Longer term, I think the events of the last while in North Africa and the Middle East are a strong plus for our economy, our currency and our TSX. Why? Canada is by far the most important source of crude oil supply to the U.S. (23 per cent of their total imports). After Canada, the next 14 exporters in descending order of importance are: Mexico, Saudi Arabia, Venezuela, Nigeria, Columbia,, Algeria, Iraq, Angola, Ecuador, Brazil, Kuwait, Russia, the U.K. and Indonesia. All of these countries except Mexico (despite its drug problems), the U.K. and possibly Brazil have had their share of political problems/terrorism over the last number of years.
In the face of such instability, the risk of which has only increased in the MENA countries since the popular uprisings in Tunisia, Egypt and Libya, It is inevitable, in our view, that Canada will be looked upon increasingly as a reliable, consistent source of crude oil to the U.S. Already, U.S. refineries have been displacing Mexican, Venezuelan and Saudi Arabian heavy oil in favour of Canadian production. Despite the complaints/pleas of the environmentalists in the U.S., we think it is almost inevitable that this trend accelerates over the next few years. In our opinion, the MENA crisis can only add further momentum to what is already a clear trend. This bodes well for the many Canadian oil sands projects that are slated to come on stream over the next number of years. If the transportation of oil to the West Coast becomes a reality in future through the Trans Mountain oil pipeline or a Gateway pipeline and in the interim via CN and CP rail cars, that will only increase the U.S. appetite for Canadian oil imports.

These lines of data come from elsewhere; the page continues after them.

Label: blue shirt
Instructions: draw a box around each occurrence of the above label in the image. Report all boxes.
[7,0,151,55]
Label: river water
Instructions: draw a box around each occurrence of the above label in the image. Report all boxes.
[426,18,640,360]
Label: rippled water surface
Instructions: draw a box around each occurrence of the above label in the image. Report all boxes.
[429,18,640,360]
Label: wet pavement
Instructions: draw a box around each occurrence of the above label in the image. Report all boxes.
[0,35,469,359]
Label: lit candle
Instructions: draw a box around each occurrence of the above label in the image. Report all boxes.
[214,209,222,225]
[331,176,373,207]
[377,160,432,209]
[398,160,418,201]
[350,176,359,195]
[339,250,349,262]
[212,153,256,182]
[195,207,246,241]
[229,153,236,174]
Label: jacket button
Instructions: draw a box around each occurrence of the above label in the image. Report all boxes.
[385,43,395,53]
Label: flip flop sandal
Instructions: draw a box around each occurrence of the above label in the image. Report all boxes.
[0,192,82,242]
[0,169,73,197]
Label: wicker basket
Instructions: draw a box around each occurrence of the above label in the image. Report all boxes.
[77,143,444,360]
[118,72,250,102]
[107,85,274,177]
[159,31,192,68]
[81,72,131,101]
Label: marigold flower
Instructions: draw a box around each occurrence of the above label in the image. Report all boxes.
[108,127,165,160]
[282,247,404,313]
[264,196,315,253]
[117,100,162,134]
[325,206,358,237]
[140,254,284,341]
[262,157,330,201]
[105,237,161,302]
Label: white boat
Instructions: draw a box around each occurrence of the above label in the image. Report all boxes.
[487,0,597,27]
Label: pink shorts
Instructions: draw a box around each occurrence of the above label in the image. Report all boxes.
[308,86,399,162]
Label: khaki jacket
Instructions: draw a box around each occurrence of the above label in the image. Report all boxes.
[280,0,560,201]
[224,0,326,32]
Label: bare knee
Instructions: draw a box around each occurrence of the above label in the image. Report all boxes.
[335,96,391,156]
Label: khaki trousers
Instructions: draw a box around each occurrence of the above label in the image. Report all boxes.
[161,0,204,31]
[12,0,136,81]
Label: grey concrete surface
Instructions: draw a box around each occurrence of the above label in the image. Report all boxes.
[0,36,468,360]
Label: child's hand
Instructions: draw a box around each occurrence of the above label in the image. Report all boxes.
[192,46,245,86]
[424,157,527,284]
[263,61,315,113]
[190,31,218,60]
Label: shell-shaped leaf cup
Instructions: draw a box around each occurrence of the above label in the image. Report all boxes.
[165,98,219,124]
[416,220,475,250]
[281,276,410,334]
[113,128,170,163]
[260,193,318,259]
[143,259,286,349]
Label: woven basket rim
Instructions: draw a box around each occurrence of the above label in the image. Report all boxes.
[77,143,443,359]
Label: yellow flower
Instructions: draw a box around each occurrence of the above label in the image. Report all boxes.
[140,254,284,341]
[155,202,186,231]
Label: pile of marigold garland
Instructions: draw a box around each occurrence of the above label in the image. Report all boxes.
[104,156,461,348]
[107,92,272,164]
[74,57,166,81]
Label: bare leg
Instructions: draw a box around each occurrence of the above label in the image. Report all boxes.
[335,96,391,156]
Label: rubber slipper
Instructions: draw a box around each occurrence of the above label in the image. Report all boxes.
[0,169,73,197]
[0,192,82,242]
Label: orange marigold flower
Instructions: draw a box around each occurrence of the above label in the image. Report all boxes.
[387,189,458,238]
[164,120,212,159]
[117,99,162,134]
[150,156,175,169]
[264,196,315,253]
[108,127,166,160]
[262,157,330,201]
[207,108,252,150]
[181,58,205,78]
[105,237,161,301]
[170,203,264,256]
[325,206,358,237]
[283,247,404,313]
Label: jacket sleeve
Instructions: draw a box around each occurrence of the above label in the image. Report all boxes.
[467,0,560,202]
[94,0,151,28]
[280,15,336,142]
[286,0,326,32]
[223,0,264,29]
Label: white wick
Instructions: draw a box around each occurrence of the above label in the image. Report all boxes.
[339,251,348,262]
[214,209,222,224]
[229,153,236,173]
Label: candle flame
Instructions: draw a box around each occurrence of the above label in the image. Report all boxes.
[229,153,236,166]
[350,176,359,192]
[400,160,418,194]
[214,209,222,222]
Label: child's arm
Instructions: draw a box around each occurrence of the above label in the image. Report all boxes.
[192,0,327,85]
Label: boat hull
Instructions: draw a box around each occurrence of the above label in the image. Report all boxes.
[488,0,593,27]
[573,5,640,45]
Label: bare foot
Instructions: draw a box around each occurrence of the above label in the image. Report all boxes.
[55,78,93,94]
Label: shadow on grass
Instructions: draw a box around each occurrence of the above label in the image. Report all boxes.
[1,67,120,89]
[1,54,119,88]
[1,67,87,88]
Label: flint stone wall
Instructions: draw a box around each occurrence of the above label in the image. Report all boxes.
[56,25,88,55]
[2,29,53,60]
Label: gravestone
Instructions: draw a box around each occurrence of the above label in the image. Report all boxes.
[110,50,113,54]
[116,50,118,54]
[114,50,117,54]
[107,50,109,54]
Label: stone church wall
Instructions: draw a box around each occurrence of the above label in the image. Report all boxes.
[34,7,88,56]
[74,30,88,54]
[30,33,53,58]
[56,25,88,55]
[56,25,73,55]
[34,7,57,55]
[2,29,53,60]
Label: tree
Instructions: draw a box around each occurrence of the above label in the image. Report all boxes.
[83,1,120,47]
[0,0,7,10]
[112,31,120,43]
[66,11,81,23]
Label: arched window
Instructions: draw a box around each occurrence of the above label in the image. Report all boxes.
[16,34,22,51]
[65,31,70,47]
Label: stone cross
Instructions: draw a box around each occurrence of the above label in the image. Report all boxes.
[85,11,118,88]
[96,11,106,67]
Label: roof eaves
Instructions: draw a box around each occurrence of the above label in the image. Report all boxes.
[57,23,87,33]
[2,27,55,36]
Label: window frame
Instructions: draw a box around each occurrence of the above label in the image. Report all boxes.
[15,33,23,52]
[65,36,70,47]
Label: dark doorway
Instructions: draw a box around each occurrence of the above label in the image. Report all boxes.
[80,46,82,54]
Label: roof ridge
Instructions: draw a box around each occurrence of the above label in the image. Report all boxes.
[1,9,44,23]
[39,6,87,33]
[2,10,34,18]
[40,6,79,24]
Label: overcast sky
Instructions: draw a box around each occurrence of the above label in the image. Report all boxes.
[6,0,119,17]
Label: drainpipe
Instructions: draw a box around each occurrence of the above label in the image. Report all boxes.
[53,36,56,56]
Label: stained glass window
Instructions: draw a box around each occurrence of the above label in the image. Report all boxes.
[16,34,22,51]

PT: Nobody in Canada's oil industry should be cheering this event. In the longer run, rapidly rising oil prices today will serve to price our commodity out of a transportation market that is quickly growing richer with all sorts of potential alternatives. The higher the price oil goes, the faster it's going to come down.
Also, the higher the price goes the more silly money will come flooding in, driving up the price of labour and services. We are already among the world's highest-cost producers of oil; we don't need to go higher.
While it is true that Canada has displaced Venezuelan and Mexican oil, there is rapidly growing Columbian oil of high quality that is increasingly competing with us in the U.S. market. And it's much lower cost than ours. Cheering high oil prices is not an appropriate corporate strategy for competing in the future.
NM: Just to be clear, I am not cheering higher oil prices. I think the ideal is if they were to ultimately (i.e. if, as and when the MENA situation calms down) stay in the $75 to $85 area, as you will get less long-term substitution globally. However, I do think the U.S. politicians (and the equity markets through valuation) will definitely recognize the long-term reliability of Canadian supply. Currently, the U.S. administration in place has shown little realistic resolve to wean the economy off oil.